Maslow’s Hierarchy of Needs as it Pertains to Fiction

Alternate title: Maslow’s Hierarchy of Needs, as it relates to fiction — because it does. It has a direct correlation to the interestingness of the stories you tell.
Just as Maslow’s Hierarchy of Needs dictates the things in life we find most compelling (or that carry the most emotional weight), so too does it dictate the things we find most fascinating in stories — because fiction imitates reality.
The farther up the hierarchy the elements of the story, the less your reader will care, and the more melodramatic and frivolous your story will sound.
If your character doesn’t make it to soccer practice, you have to give the story extra layers of drama for it to actually matter to the reader. It runs the risk of feeling melodramatic — like you’re giving too much weight to a very small thing. The character’s life won’t be drastically different if he’s late. He’ll wake up tomorrow and he’ll look the same. His standard of life will still be the same.
On a subconscious level, your reader knows this.
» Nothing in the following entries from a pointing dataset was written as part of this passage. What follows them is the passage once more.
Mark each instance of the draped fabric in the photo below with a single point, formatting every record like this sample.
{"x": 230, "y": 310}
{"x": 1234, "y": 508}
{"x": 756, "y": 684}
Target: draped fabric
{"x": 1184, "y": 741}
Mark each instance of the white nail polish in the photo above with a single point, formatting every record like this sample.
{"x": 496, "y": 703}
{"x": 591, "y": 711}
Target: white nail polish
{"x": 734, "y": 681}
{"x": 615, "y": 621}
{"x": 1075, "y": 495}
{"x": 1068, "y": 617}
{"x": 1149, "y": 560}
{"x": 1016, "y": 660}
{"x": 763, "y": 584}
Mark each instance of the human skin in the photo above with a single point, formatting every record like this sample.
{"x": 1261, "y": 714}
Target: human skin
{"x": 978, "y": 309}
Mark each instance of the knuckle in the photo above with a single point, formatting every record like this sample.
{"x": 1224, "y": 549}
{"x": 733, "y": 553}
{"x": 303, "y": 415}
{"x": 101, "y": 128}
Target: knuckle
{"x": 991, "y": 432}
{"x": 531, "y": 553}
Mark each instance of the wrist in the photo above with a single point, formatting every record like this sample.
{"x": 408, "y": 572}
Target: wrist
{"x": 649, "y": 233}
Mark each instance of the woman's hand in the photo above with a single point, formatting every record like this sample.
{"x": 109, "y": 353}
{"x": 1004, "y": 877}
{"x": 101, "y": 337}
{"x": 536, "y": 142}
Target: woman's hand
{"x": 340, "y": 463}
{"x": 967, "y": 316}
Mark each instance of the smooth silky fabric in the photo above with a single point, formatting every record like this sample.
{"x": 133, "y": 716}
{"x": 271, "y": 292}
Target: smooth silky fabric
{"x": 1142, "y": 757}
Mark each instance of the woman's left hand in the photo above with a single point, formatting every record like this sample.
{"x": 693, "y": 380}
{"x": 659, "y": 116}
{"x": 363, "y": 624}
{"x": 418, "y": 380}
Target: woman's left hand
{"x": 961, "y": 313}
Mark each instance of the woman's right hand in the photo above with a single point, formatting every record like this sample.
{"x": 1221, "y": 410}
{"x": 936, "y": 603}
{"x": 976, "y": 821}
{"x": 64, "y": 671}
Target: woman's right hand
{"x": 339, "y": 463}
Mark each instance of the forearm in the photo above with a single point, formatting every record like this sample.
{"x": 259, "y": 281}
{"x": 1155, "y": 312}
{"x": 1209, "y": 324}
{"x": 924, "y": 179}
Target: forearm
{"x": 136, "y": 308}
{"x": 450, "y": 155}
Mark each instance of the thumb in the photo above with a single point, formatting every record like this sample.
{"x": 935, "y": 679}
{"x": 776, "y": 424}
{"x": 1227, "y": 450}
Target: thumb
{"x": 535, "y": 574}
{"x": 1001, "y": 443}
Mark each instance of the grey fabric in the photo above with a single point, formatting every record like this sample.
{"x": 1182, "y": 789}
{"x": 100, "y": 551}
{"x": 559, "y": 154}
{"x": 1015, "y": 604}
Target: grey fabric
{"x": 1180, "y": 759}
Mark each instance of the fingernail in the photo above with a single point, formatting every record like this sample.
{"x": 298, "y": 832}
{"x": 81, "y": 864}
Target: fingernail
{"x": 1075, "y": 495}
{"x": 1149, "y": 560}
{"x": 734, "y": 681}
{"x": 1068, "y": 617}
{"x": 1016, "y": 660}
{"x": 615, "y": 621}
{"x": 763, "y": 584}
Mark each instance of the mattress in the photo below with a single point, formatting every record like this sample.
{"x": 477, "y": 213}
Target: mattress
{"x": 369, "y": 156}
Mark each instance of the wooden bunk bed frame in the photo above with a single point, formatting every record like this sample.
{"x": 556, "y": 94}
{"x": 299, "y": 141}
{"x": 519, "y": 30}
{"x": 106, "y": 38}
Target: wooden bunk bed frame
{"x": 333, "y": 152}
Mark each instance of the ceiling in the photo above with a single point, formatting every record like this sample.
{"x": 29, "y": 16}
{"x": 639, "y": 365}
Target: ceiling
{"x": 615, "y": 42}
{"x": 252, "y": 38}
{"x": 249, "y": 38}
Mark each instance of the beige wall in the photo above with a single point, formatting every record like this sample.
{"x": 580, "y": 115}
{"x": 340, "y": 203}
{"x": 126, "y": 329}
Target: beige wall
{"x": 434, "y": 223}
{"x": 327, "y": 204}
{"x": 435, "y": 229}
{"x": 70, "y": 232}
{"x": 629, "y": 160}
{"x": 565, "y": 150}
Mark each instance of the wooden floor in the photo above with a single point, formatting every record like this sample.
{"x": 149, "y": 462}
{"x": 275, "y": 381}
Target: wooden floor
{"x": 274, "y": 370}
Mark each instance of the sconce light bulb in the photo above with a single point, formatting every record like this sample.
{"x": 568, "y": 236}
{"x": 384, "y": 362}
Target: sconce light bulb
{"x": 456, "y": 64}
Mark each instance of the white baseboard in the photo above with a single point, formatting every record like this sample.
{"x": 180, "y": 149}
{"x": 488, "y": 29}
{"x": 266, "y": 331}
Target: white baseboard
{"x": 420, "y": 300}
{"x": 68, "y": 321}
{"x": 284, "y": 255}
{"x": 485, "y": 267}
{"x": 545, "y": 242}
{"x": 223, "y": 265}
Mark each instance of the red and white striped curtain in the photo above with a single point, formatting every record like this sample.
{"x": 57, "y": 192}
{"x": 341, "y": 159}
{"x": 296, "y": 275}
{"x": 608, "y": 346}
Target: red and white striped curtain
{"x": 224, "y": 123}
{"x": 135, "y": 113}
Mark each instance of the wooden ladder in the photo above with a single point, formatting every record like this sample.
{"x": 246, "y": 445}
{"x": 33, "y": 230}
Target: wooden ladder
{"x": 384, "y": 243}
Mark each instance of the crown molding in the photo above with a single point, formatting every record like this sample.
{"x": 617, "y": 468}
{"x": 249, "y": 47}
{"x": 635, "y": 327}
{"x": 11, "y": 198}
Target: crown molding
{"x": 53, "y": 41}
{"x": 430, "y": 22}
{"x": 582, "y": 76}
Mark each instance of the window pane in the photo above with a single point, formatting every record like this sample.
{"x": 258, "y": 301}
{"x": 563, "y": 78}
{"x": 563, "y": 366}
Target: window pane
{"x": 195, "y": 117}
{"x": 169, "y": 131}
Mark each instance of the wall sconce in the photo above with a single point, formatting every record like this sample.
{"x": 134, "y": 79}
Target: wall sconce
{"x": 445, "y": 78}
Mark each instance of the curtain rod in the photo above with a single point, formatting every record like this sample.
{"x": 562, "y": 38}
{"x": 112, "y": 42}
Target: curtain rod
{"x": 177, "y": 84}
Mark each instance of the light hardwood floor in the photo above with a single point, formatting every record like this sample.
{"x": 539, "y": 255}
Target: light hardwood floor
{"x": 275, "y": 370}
The melodramatic story will lack emotional appeal. It will fail to fascinate.
This is why myths are so powerful. They speak to us on a visceral level; at the base level of what makes us human. They’d feel melodramatic if we wrote them in our own time and place, because the circumstances are contrived, but in the ancient world (where the framework of the world was that of gods and goddesses and monsters and the furies) such things were part of the fabric of life, and to err bore heavy consequences. On a deep psychological level, even in a world far removed, we understand the weight, and we’re drawn to it. Our emotions are stirred and we want to know what happens, even feel a desire to alter the outcome (the indicator of a truly good story).
To write a truly good story, you have to strip it down. Write about the essentials — the bottom of Maslow’s hierarchy. Things like food, shelter, life — base survival.
This is (part of) why it’s easier to write about the blue-collar world than it is the white collar one. (Another reason is the simplicity and the familiarity, but that’s the topic of a future essay). It matters.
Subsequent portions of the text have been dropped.